The Supreme Court also noted in Albrecht that, by limiting the ability of small dealers to engage in nonprice competition, a maximum price-fixing agreement might “channel distribution through a few large or specially advantaged dealers.” Id. Here, the net effect of the restraint imposed on Khan by State Oil is to limit Khan’s margin to $0.325 per gallon — a margin which, in Khan’s view, is unrealistically low. Over the long run, high-volume gasoline dealers, who are able to maintain low margins for longer periods of time, might benefit from the arrangement foisted on Khan by State Oil.

At some point in the future, the Supreme Court may revisit Albrecht and further de*1369fine the scope of the per se rule in the context of vertical maximum price-fixing. Until that time, however, we cannot be sure whether the rule of Albrecht is broader than the facts which gave it birth. In the interim, considerations of stare decisis and precedent require us to continue to adhere to the per se rule against vertical maximum price-fixing in cases in which identifiable anticompetitive effects are present. Although the absence of concrete horizontal implications makes this a considerably closer case, State Oil’s conduct does present, for the reasons outlined above and in the majority’s opinion, at least the possibility of the anticompetitive effects identified by the Supreme Court in Albrecht. On this ground, therefore, I concur in the court’s decision.
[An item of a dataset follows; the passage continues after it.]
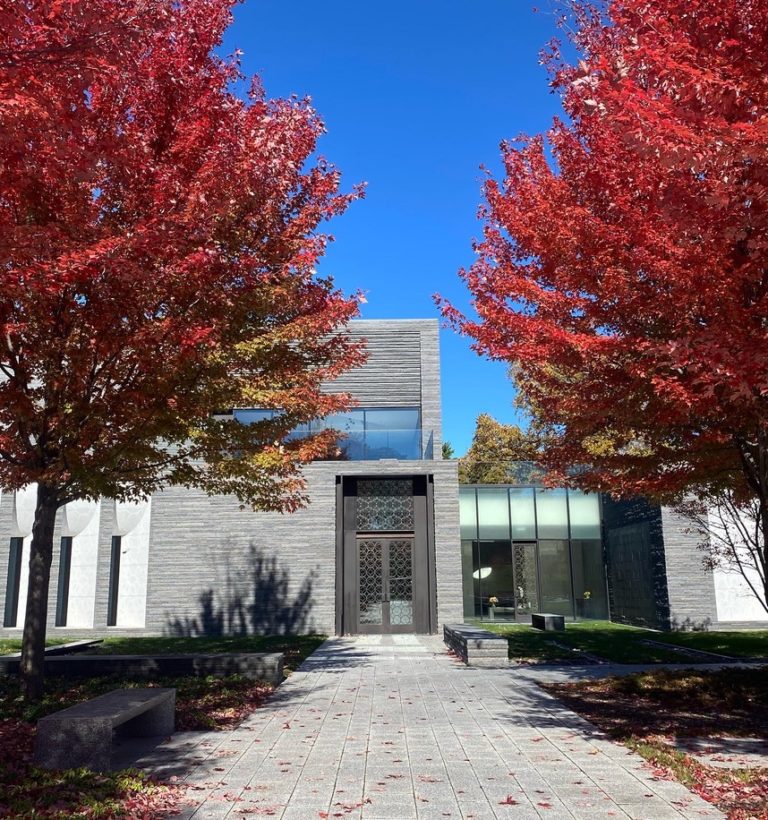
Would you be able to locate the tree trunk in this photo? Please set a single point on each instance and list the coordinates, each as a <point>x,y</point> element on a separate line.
<point>41,553</point>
. Although the Court in Atlantic Richfield referred to the situation in Albrecht as an "unadulterated vertical, maximum-price-fixing arrangement,” Atlantic Richfield, 495 U.S. at 336 n. 6, 110 S.Ct. at 1890 n. 6, the harm identified in Albrecht was largely horizontal and stemmed from the fact that multiple dealers were subject to the restraint. At issue was "the manner in which [the arrangement] might restrain competition by dealers.” Id. at 335, 110 S.Ct. at 1890.

. We note that Khan’s complaint does contain the following allegation:

At all times relevant to this action Defendant has been engaged in the business of leasing service stations/convenience stores such as that operated by Plaintiffs, as well as in the sale of petroleum and other products to such service stations for resale to the public under the "Union 76” trademark. Plaintiffs are informed and believe that Defendant is involved in the lease and/or operation of numerous other service stations in the Chicago Metropolitan Area.

R.l, Complaint, at para. 7. Although the final sentence of this paragraph arguably alleges the existence of other State Oil dealers, it is clear from the record in this case that Khan did not present the case to the district court on this theory. The summary judgment record is devoid of any evidence suggesting that other State Oil dealers also are subject to the price restraint challenged by Khan. Because the case was not presented to the district court on the theory that the restraint had been imposed by multiple wholesalers or upon multiple dealers, we do not view this unsupported allegation in Khan’s complaint as sufficient to make this case factually analogous to Albrecht.